Ernest Hemingway: Great American Moustaches

Hemingway’s own life was at least as adventurous (if not more so) than his fiction. And he wore a moustache.

On January 25, 1954, the dead man rode into town carrying a bottle of gin and a bunch of bananas. His head was bandaged, his arm was wrapped in part of his shirt, and there were burns on his skin. But he was, after having been reported dead by the international press, very much alive.

Ernest Hemingway (1899 – 1961) was one of those rare men who get to read their own obituaries. On January 21 he and his wife Mary chartered a flight over the Congo Basin. Days later two Hemingways and one pilot found themselves camping in the bush after the plane had caught a utility pole and smashed into the jungle. A fire was made against prowling cats, and drinks — no doubt welcome by this point — were passed round. A commercial airliner soon spotted the crash sight, but no signs of life, and reports reached news centres that the great author Ernest Hemingway had died.

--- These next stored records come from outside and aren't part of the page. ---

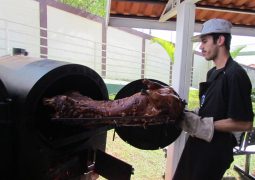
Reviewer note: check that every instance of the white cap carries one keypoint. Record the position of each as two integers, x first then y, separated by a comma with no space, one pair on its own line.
214,26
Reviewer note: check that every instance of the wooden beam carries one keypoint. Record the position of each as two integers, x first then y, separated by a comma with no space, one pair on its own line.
108,11
171,9
225,9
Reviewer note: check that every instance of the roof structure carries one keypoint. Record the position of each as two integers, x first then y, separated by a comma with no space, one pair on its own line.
161,14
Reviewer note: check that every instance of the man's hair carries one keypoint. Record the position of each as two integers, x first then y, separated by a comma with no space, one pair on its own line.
227,39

Meanwhile, the trio had made it to Butiaba on Lake Albert, where a bush pilot found them, picked them up, and would have flown them to civilization had this second plane not caught fire shortly after taking off, crashed into the ground, and exploded. Nothing survived, except the four passengers. By road the group travelled to Entebbe on the shores of Lake Victoria, where newspapers were headlining their deaths. Hemingway suffered a concussion from head-butting his way out of the burning wreckage, torn kidneys, torn spleen, torn liver, compressed vertebrae, and burns. And he probably needed a shave.

Just months later, the Swedish Academy awarded him the Nobel Prize in Literature, because there isn’t a prize for being an all-around tough guy. His books are classics of 20th-century American fiction. I’m proud to list a few very interesting selections from the Memorial Library’s collection. They are, like the man himself, off the beaten track.

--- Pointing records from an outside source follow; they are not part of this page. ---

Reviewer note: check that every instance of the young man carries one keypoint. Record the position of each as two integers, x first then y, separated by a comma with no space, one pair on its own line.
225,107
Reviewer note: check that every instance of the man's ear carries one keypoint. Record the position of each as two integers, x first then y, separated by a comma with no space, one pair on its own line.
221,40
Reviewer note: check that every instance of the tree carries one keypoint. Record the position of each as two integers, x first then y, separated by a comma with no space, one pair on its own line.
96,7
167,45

Ernest Hemingway Rediscovered (Plexus, 1988) by Norberto Fuentes
Ernest Hemingway’s life was as romantic and exciting as anything in his novels and stories — and this magnificently illustrated large-format volume captures many of his best years. The text, recounting Hemingway’s life and times between 1939 and 1960, is a remembrance by Norberto Fuentes, who was Hemingway’s good friend during that period. The more than 150 candid black-and-white photos of Hemingway and friends had never appeared anywhere until the publication of this book. Another 50 full-color photos taken more recently capture the different atmospheres of the writer’s several homes.

The Breaking Point: Hemingway, Dos Passos and the murder of Jose Robles (Counterpoint, 2005), by Stephen Koch
The thrilling story of friends Ernest Hemingway and John Dos Passos in the Spanish Civil War. In The Breaking Point, Stephen Koch reveals that both Hemingway and Dos were in Spain as part of a group sponsored by Stalin’s propaganda ministry. Shortly after their arrival, Dos’s close friend Jose Robles Pazo was killed as a purported fascist spy. Dos could never accept Robles’s guilt, putting him at odds with Hemingway and placing his politics (and literary reputation) into question.

The Letters of Ernest Hemingway, volume 1: 1907-1922 (Cambridge UP, 2011), edited by Sandra Spanier and Robert W. Trogdon
With the first publication, in this edition, of all the surviving letters of Ernest Hemingway (1899-1961), readers will for the first time be able to follow the thoughts, ideas and actions of one of the great literary figures of the twentieth century in his own words. This first volume encompasses his youth, his experience in World War I and his arrival in Paris. The letters reveal a more complex person than Hemingway’s tough guy public persona would suggest. A detailed introduction, notes, chronology, illustrations and index are included.